Перед сном Аркадий с робостью подступил со своими вопросами к чужеземному прибору. Тот, скривив узкую щель рта, выплюнул желтоватый квадратик плотной бумаги. Ученый схватил его дрожащими руками, поднес к лампе… Ну, негодяй! Мало, видите ли, ему информации, ах, прохвост! Где я тебе возьму… И мстительно щелкнув тумблером, свел питание к минимуму, чтобы жизнь высокомерного отказника чуть теплилась, чтоб не задавался, не вредничал!
Волнения по поводу картошки, будоражащие мысли, неудача в борьбе за истину доконали Аркадия, и он решил этой ночью отдохнуть. Сел в свое любимое кресло, взял книгу, которую читал всю жизнь — «Портрет Дориана Грея», раскрыл на случайном месте… Но попалась отвратительная история — химик растворял убитого художника в кислоте. Тошнотворная химия! Но без нее ни черта…

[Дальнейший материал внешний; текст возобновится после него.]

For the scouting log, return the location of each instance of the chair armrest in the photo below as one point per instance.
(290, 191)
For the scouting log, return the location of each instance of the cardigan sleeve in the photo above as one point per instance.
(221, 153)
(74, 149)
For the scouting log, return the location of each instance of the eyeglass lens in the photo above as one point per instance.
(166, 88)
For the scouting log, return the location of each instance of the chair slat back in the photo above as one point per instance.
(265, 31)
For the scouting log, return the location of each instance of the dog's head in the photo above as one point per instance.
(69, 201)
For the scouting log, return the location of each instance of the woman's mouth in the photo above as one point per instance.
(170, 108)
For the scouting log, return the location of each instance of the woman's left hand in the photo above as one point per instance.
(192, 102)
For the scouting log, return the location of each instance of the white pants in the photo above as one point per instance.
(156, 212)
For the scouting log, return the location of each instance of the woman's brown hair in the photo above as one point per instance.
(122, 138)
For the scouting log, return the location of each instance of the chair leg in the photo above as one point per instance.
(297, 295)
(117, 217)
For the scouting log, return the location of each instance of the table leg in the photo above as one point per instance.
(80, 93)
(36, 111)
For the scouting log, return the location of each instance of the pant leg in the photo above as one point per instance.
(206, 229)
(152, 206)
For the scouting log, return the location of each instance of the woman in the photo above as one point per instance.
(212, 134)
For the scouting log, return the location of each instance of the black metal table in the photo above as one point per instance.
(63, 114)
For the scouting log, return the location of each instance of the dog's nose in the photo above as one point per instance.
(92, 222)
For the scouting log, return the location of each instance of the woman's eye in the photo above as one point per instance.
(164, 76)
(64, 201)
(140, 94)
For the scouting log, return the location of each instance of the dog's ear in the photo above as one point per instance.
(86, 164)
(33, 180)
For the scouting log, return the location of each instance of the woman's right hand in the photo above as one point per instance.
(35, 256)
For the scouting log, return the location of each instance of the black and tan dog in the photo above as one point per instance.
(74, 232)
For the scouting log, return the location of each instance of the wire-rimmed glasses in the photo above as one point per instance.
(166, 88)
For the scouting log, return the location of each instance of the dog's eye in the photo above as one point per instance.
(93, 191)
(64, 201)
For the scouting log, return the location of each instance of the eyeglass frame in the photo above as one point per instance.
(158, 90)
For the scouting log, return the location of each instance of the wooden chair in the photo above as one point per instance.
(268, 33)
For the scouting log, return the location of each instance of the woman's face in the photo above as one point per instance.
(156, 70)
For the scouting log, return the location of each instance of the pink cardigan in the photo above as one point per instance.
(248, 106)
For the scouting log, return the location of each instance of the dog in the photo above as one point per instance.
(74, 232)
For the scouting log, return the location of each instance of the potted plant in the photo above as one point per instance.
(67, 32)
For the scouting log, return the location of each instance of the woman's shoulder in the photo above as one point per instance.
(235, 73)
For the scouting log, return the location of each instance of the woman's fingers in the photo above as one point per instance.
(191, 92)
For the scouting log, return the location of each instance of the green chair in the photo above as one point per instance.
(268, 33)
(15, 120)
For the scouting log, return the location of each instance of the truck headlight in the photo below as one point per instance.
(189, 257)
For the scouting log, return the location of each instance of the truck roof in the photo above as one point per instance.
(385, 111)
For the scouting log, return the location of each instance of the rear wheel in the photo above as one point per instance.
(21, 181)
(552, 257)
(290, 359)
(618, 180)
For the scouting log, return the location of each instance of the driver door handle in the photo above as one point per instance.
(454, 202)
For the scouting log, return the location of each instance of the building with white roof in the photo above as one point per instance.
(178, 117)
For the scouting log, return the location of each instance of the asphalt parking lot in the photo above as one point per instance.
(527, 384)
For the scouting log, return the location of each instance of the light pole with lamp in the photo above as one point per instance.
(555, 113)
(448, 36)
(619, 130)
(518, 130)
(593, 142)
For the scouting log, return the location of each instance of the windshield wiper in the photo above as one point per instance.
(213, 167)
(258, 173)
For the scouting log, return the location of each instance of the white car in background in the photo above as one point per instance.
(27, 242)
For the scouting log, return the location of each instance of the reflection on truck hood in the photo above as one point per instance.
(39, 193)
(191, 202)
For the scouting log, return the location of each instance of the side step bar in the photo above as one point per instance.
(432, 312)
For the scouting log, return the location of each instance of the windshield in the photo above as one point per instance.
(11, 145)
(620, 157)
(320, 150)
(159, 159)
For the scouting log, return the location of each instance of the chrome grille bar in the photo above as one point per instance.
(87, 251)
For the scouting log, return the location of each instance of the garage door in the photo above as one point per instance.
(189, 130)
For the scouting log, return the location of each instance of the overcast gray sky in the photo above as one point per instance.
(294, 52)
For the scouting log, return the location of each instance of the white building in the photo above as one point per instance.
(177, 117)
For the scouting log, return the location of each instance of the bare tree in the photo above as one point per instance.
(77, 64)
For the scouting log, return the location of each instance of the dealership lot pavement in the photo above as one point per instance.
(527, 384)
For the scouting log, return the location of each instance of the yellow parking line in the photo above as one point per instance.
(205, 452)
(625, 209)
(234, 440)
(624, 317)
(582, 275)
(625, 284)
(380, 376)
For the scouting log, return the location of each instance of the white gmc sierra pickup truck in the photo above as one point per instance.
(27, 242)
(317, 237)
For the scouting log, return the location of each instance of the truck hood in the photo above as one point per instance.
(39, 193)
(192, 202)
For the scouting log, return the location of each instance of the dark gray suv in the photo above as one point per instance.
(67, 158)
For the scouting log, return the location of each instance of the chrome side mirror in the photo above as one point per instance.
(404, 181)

Чем эта книга привлекала его, может, красотой и точностью языка? или остроумием афоризмов? Нет, художественная сторона его не задевала: он настолько остро впивался в смысл, что все остальное просто не могло быть замечено. Там же, где смысл казался ему туманным, он подозревал наркоманию — усыпление разума. С другими книгами было проще — он читал и откладывал, получив ясное представление о том, что в них хорошо, что плохо, и почему привлекательным кажется главный герой. Здесь же, как он ни старался, не мог понять, почему эта болтовня, пустая, поверхностная, завораживает его?.. Если же он не понимал, то бился до конца.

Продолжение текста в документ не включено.